M.J. Chombart de Lauwe (1978) da una definición clara de apropiación, que se
relaciona con el espacio, pero que es extensible a todas
las facetas antes mencionadas. "Apropiarse de un
lugar -dirá- no es únicamente hacer de él una utilización
reconocida, es establecer con él una relación, integrarlo
a las vivencias propias, enraizarse, dejar en él la huella
propia y convertirse en actor de su propia transformación".
En los trabajos desarrollados en este ámbito, se ha
podido constatar cómo los porcentajes de satisfacción
más altos aparecen precisamente en los aspectos donde
los sujetos tienen un nivel de apropiación más elevado,
ya sea por la convergencia de imagen y gestión (es el
caso de la valoración de la vivienda) o de imagen e identificación
(caso de la ciudad global, como imagen y símbolo de una
parte propia de su identidad). En los dos casos los porcentajes
que acontecen se vuelven más críticos cuando se pasa al
nivel del análisis funcional en aspectos concretos.

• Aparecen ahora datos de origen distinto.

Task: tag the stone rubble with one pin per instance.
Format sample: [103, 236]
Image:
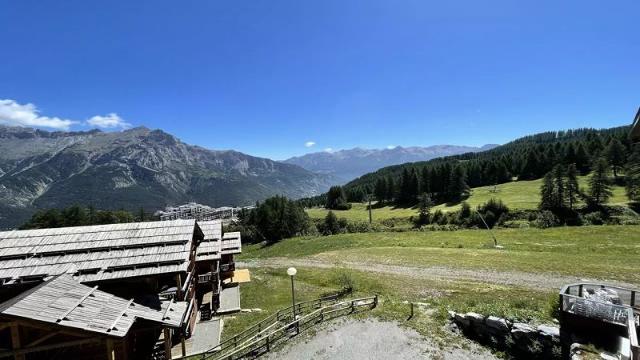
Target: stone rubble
[520, 338]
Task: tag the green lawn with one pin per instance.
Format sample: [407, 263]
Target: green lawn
[359, 212]
[270, 290]
[522, 195]
[596, 252]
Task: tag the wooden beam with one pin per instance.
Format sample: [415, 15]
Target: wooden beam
[22, 352]
[42, 339]
[124, 311]
[78, 303]
[5, 325]
[111, 354]
[167, 343]
[164, 315]
[178, 287]
[15, 342]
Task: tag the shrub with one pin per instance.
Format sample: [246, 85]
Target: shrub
[594, 218]
[546, 219]
[344, 279]
[360, 227]
[553, 306]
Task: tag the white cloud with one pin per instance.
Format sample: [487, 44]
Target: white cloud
[14, 114]
[109, 121]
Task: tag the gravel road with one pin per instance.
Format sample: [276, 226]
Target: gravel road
[370, 339]
[513, 278]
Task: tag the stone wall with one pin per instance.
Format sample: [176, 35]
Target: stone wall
[520, 340]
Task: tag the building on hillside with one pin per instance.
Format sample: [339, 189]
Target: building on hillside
[133, 290]
[199, 212]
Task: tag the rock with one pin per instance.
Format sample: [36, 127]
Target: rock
[549, 331]
[452, 314]
[498, 324]
[461, 320]
[522, 331]
[579, 351]
[474, 317]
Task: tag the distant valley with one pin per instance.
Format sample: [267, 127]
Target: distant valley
[346, 165]
[133, 169]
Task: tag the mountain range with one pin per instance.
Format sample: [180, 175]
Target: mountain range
[132, 169]
[346, 165]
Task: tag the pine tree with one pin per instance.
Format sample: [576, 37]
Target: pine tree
[457, 183]
[599, 187]
[616, 155]
[414, 185]
[570, 154]
[337, 199]
[582, 160]
[424, 208]
[391, 189]
[632, 175]
[572, 187]
[547, 196]
[559, 199]
[380, 190]
[404, 192]
[531, 167]
[425, 180]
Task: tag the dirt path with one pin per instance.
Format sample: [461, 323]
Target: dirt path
[371, 339]
[513, 278]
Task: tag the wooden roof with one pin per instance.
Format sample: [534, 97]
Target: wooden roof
[635, 128]
[231, 243]
[209, 248]
[99, 252]
[63, 301]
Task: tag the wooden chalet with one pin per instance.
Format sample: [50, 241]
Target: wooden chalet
[131, 290]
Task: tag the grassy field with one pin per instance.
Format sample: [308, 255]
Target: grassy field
[595, 252]
[605, 252]
[523, 195]
[359, 212]
[270, 290]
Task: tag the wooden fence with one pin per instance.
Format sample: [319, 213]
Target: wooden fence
[281, 326]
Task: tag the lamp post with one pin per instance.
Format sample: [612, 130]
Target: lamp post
[292, 272]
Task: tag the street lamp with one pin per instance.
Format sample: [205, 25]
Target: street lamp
[292, 272]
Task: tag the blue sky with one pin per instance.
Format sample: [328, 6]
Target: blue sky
[266, 77]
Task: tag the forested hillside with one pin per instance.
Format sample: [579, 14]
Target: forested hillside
[448, 179]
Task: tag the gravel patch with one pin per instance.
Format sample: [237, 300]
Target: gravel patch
[512, 278]
[370, 339]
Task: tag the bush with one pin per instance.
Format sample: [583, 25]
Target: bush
[344, 279]
[594, 218]
[361, 227]
[553, 307]
[546, 219]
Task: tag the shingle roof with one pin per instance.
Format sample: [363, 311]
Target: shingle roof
[62, 301]
[209, 248]
[231, 243]
[97, 252]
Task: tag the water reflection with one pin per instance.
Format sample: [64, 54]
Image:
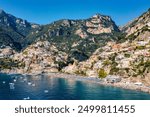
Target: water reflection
[42, 87]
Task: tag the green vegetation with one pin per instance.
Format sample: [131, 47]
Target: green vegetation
[8, 63]
[102, 73]
[25, 53]
[127, 55]
[106, 62]
[140, 47]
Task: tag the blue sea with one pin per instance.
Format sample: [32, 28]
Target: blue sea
[42, 87]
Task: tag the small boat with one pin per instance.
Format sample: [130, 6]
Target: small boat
[12, 86]
[46, 91]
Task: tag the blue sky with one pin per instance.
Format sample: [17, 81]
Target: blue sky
[47, 11]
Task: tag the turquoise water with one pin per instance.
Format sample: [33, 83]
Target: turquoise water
[18, 87]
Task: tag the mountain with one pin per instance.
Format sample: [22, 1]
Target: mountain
[77, 36]
[13, 30]
[138, 27]
[94, 47]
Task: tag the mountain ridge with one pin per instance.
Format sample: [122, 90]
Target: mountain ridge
[94, 47]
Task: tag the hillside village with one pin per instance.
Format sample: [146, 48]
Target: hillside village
[128, 57]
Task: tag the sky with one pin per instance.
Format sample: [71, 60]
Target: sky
[47, 11]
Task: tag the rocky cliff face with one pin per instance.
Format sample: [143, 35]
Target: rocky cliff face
[140, 23]
[14, 30]
[93, 47]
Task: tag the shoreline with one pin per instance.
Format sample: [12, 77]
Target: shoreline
[122, 84]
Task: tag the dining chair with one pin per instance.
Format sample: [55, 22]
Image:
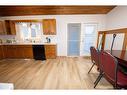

Sintetizando, analizar la calidad de vida en la ciudad
requiere una postura ideológica de partida, que llevará
a una valoración del contexto de la salud, en su aspecto
comunitario, médico y asistencial, y en su aspecto de
calidad; de la interacción social, en el contexto ambiental
y económico en cuanto a la disponibilidad y calidad de
los recursos dentro de un equilibrio que supera lo meramente
ecológico (pero que lo incluye). Ello en relación a las
expectativas comunitarias, pero sin olvidar que estas
expectativas vienen conformadas por un marco ideológico
referente o dominante. Razonamiento que sitúa al problema
fuera de un planteamiento exclusivamente tecnocrático.
Por último, añadir que la calidad de vida como concepto
que usa parámetros subjetivos para constituirse es influenciable.
El problema es que el individuo filtra los mensajes a
través de los nodos que constituyen sus propósitos conscientes,
y éstos se conforman, necesariamente, con aquellas pautas
individuales y sociales preponderantes en la sociedad.
El fenómeno de la formación de hábitos escoge las ideas
que sobreviven al uso reiterado y las coloca en una categoría
más o menos separada. Estas ideas merecedoras de confianza
quedan disponibles para el uso inmediato sin una nueva
inspección minuciosa, en tanto que las partes de la mente
pueden reservarse para usarse en asuntos nuevos.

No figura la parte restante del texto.